You are viewing a plain text version of this content. The canonical link for it is here.
Posted to user@lucenenet.apache.org by Artem Chereisky <a....@gmail.com> on 2010/03/12 00:28:31 UTC
indexing design pattern question
Hi,
I'm looking for "best practices" advise on index building
I have two types of documents I need to index, let's say type A and B.
I have 2 million documents of type A and 10,000 of type B
I can see 3 options when it comes to building my index:
Option 1.
Add both document types to one index, without adding a document type field.
As long as field names are unique, there are no problems. When I search for
fields from doc type A, I get the right answers, same for type B
Option 2.
Add both document types to one index, but add a document type field. Then
specify document type field to each query (or have a filter on document
type).
Option 3.
Build 2 indexes, one for each document type. Have two IndexSearchers, one
for each index.
So, which is the best option, from both performance and design perspectives?
Regards,
Art
RE: indexing design pattern question
Posted by Michael Garski <mg...@myspace-inc.com>.
Artem,
My preference would be either #2 or #3, as over time you may have some
overlap on the fields if your data changes. #2 gives you the advantage
of being able to add new data types as your application changes over
time while #3 would require to spin up a new index.
As to separate them or not, it depends :) If one of the data types is
more volatile and requires a lot of updates than the other you may want
to separate them.
Michael
-----Original Message-----
From: Artem Chereisky [mailto:a.chereisky@gmail.com]
Sent: Thursday, March 11, 2010 3:29 PM
To: lucene-net-user@lucene.apache.org
Subject: indexing design pattern question
Hi,
I'm looking for "best practices" advise on index building
I have two types of documents I need to index, let's say type A and B.
I have 2 million documents of type A and 10,000 of type B
I can see 3 options when it comes to building my index:
Option 1.
Add both document types to one index, without adding a document type
field.
As long as field names are unique, there are no problems.
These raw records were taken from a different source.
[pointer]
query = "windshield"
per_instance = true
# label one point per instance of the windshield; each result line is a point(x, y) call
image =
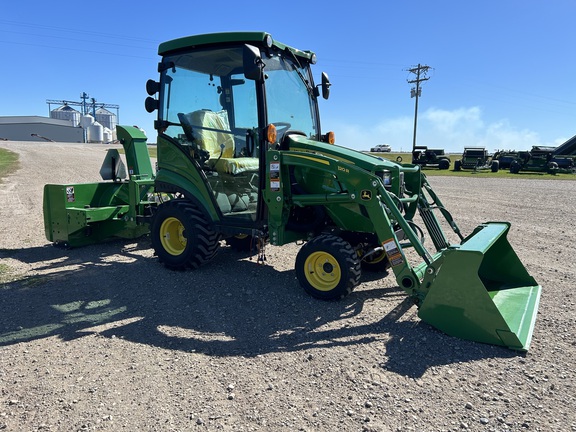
point(213, 80)
point(288, 96)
When I search
for
fields from doc type A, I get the right answers, same for type B
Option 2.
Add both document types to one index, but add a document type field.
Then
specify document type field to each query (or have a filter on document
type).
Option 3.
Build 2 indexes, one for each document type. Have two IndexSearchers,
one
for each index.
So, which is the best option, from both performance and design
perspectives?
Regards,
Art